En Europe, la population active est en proie à un fort vieillissement. Or, il est communément admis que la prodctivité tend à baisser avec la montée en âge. Les innovations se diffusent moins vite. Par ailleurs, les arrêts pour maladie augmentent notamment en durée pour les salariés les plus âgés. Le ratio des 50/64 ans par rapport au 15/49 ans est passé de 43 à 46 % en France entre 2010 et 2023 et de 41 à 51 % en zone euro. À la différence des États-Unis, la durée effective du travail est en baisse en Europe.
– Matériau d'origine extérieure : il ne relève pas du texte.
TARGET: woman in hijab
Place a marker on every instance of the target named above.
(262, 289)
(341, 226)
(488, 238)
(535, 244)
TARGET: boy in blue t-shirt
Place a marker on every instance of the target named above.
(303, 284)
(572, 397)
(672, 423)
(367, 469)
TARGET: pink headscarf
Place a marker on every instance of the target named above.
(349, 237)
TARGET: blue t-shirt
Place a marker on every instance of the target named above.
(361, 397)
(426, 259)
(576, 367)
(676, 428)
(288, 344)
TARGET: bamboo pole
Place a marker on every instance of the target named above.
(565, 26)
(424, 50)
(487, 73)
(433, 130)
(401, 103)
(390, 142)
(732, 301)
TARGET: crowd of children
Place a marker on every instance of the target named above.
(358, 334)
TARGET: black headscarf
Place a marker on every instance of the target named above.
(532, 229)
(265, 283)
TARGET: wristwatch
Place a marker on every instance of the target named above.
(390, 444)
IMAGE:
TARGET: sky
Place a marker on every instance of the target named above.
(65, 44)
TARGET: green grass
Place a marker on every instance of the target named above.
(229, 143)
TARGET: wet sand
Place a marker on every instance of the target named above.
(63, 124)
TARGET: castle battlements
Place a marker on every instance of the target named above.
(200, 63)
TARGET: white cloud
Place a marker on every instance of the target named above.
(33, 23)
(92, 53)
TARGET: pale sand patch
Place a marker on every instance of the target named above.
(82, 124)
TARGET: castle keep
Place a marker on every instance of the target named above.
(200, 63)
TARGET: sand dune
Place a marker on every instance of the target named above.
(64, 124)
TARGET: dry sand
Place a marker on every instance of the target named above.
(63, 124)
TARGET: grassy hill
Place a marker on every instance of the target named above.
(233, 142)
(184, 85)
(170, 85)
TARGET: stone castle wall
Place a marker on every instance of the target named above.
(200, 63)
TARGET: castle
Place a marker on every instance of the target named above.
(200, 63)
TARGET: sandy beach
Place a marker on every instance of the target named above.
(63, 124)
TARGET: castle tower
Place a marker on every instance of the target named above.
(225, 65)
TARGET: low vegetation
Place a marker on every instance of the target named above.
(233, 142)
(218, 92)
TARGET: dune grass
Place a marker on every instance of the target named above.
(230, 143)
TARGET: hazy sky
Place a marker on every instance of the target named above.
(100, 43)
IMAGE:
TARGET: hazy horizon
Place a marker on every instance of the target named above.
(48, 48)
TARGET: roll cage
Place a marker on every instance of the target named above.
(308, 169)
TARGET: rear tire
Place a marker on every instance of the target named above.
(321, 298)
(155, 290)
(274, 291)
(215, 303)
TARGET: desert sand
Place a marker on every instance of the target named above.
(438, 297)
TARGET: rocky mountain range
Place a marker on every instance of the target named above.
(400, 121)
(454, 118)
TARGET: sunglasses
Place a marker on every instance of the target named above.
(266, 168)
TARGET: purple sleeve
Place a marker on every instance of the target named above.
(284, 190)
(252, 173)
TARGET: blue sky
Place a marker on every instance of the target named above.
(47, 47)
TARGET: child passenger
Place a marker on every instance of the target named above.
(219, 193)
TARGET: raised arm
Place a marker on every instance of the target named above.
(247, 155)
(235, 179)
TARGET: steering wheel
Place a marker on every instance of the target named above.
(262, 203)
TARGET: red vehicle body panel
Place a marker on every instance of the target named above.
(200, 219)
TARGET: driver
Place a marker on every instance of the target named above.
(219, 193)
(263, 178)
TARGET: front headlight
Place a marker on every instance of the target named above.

Elle a diminué de 5 % dans la zone euro entre 2010 et 2023 et de 3 % pour la France. Cette baisse est d’autant plus sensible que le nombre d’heures par actif en 2010 était relativement faible, en particulier en France. Cette diminution peut s’expliquer par le développement du temps partiel, par la multiplication des arrêts maladie et par l’absnentéisme croissant. La crise sanitaire a abouti à une forte augmentation des absences pour problèmes mentaux.
La baisse de la productivité s’explique également par la faiblesse des investissements en nouvelles technologies et des dépenses de Recherche-Développement (R&D). Les dépenses de R&D atteignent, en 2023, aux États-Unis 3,5 % du PIB, contre 2,4 % en zone euro et 2,3 % en France. Les dépenses d’investissement dans les technologies de l’information et de la communication s’élèvent à 1,2 % du PIB aux États-Unis, contre 0,8 % en zone euro et 0,6 % en France.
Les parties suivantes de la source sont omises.